# a different kind of mileage (non-horsey)



## phantomhorse13 (Feb 18, 2011)

instead of spending wednesday riding dreams, as i normally would, i got in some mileage of a different sort.

as a christmas gift, my parents got the whole family 'the Stockcar Experience' at Pocono Raceway. it was unbelieveable. we rode with a pro driver to start with (for pointers and to show us what the cars were capable of), then we got behind the wheel by ourselves!!

i got to drive for 40 miles, which was 16 laps of the track. my max stats were 8100 rpm, which translates to 160 mph!! 
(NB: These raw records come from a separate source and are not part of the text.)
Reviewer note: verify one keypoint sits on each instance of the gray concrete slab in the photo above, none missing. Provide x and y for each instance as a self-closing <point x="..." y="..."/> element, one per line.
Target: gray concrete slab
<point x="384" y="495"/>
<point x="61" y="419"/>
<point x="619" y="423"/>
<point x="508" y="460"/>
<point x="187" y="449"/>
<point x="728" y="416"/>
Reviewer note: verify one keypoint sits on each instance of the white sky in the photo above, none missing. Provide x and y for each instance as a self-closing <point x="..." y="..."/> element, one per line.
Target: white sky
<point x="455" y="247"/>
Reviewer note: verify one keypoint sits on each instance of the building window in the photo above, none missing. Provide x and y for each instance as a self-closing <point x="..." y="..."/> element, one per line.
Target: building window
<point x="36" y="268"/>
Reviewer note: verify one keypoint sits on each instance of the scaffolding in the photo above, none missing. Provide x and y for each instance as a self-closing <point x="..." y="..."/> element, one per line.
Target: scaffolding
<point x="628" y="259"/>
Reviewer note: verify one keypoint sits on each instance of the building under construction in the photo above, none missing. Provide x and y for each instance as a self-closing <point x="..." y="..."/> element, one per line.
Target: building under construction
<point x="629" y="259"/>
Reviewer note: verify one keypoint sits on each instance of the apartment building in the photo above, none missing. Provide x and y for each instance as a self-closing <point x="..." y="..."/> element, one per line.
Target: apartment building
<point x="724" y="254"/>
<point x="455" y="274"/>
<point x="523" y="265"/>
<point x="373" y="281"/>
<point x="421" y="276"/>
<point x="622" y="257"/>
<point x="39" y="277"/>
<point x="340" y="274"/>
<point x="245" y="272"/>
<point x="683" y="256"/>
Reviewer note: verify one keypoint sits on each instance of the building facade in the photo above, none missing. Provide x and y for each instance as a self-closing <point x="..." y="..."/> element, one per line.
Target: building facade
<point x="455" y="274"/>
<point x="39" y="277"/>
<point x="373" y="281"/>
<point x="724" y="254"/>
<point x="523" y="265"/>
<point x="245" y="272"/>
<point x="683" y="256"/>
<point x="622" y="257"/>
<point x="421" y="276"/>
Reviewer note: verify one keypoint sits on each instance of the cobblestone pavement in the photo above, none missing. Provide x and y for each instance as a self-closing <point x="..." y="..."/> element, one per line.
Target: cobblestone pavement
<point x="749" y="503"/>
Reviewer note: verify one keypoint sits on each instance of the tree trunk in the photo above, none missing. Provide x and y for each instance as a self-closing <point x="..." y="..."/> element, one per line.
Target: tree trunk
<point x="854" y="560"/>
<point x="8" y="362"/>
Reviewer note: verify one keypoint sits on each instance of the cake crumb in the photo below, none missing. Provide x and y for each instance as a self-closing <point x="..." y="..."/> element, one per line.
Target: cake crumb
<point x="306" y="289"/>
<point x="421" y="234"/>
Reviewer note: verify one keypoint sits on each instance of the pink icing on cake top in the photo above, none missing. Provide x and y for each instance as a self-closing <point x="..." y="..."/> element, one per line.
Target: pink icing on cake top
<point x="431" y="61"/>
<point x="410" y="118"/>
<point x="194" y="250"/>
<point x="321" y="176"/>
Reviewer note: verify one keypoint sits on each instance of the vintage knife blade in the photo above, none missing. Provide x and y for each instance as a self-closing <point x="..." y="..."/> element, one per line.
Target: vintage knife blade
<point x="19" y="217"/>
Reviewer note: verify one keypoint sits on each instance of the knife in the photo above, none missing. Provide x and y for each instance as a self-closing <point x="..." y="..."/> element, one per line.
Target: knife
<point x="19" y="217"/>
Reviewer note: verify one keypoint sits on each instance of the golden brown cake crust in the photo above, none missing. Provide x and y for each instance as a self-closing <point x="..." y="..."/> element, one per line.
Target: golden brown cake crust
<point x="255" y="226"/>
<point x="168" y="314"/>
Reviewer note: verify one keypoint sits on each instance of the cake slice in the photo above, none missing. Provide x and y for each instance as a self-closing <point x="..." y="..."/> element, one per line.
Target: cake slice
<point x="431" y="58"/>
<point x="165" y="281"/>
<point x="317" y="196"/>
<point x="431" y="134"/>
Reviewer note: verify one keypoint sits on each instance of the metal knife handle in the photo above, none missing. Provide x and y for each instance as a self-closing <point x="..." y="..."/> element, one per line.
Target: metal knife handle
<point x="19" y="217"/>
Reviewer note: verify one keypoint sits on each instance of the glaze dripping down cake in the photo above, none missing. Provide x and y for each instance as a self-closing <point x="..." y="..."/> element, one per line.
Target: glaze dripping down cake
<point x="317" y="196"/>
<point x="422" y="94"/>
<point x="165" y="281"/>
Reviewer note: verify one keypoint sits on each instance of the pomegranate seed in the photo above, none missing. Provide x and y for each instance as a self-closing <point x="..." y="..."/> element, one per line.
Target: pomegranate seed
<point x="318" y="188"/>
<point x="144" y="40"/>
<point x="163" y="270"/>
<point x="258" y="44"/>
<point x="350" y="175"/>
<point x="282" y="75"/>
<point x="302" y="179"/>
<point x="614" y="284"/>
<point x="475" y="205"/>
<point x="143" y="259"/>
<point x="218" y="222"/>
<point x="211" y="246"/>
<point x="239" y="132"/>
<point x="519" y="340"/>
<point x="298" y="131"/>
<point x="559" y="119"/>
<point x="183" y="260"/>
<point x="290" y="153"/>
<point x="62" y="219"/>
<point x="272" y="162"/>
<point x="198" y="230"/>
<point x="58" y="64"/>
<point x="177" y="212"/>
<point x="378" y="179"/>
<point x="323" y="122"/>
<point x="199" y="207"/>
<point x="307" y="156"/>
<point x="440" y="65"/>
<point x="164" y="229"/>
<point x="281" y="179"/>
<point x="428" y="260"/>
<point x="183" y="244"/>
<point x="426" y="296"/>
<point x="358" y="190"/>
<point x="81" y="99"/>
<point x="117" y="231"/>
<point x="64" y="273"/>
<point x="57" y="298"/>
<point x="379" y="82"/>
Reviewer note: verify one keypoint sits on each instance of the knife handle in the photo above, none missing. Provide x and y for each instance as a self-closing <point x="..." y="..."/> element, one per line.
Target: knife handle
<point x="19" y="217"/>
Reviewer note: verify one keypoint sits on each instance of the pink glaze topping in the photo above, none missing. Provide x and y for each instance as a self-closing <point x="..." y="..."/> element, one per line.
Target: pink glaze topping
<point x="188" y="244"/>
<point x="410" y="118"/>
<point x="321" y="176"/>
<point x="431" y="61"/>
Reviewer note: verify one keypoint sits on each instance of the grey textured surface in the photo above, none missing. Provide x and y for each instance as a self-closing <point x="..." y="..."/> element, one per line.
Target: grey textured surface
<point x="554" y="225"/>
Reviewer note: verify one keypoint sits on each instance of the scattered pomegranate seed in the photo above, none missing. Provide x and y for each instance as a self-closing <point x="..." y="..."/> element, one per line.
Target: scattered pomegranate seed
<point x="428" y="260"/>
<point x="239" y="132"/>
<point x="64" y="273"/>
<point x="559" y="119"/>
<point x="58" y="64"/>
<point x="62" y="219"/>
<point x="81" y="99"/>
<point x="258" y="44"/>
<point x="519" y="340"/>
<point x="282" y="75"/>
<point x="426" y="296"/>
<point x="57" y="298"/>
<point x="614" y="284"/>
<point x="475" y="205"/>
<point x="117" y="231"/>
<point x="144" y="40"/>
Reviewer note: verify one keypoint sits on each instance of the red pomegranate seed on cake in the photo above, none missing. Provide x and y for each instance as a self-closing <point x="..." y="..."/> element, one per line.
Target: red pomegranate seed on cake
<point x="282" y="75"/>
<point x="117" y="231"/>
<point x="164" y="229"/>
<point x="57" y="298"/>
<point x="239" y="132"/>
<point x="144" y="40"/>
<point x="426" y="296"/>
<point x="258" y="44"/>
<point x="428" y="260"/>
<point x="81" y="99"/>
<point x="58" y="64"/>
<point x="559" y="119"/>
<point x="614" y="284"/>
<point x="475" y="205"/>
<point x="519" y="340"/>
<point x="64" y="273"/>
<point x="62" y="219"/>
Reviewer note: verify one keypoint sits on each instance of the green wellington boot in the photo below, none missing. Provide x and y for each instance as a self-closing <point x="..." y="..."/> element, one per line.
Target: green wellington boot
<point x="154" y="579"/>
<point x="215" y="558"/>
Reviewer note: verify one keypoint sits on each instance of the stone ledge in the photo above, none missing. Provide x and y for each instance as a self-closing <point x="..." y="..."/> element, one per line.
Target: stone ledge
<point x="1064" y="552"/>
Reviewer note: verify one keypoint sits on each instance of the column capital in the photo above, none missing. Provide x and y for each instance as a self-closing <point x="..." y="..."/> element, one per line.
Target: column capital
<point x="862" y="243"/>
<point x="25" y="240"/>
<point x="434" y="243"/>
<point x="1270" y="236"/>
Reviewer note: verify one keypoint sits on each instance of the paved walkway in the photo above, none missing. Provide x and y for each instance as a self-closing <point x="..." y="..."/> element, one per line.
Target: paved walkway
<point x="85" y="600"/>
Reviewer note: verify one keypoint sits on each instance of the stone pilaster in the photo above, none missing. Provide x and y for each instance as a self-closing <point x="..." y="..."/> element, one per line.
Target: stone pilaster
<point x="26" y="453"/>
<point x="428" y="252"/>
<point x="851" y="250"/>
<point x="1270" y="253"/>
the prof who led us the second set (8 lap sets) said dad and i were the best novice drivers he'd ever led. he also did some stuff that was def non-regulation with us. they had the path you were meant to drive marked on the track.. but after the 2nd lap with this guy (where he maxed us out on speed on the marked path), he had us diving hard lines into the turns, etc. the car seemed to defy the laws of physics!!








































































that was by far the fastest 40 miles i have ever traveled!!


----------



## Indigosblue (May 9, 2011)

that sounds like so much fun =]


----------



## tanya (Mar 30, 2011)

Thats is an awsome experience. I never watched nascar till we moved to NC then we went to a race and we got addicted. Good for you glad you had fun. I would love to take my car to the track and do a few laps Shes not a race car, but here is my baby.


----------



## crimsonsky (Feb 18, 2011)

you look so nonchalant sitting in the car like "yeah i do this all the time". i'm jealous - so much fun!!


----------



## phantomhorse13 (Feb 18, 2011)

crimsonsky said:


> you look so nonchalant sitting in the car like "yeah i do this all the time". i'm jealous - so much fun!!


actually, i was trying really hard not to think about having to pull out of the pits again.. i am not the most experienced with a manual transmission! :lol:


----------



## phantomhorse13 (Feb 18, 2011)

tanya said:


> I would love to take my car to the track and do a few laps Shes not a race car, but here is my baby.


that car looks like it would be a lot of fun on the track or off!


----------



## tanya (Mar 30, 2011)

phantomhorse13 said:


> that car looks like it would be a lot of fun on the track or off!


 It is alot of fun to drive It would be really fun to drive a stock car to. I dont know how them guys go around that track as fast as they do and dont get into more wrecks. They are so much fun to watch though.


----------



## Reiterin (Mar 28, 2010)

very cool!


----------



## QOS (Dec 8, 2008)

Wow!! that is so cool. My kids would have loved that!!!


----------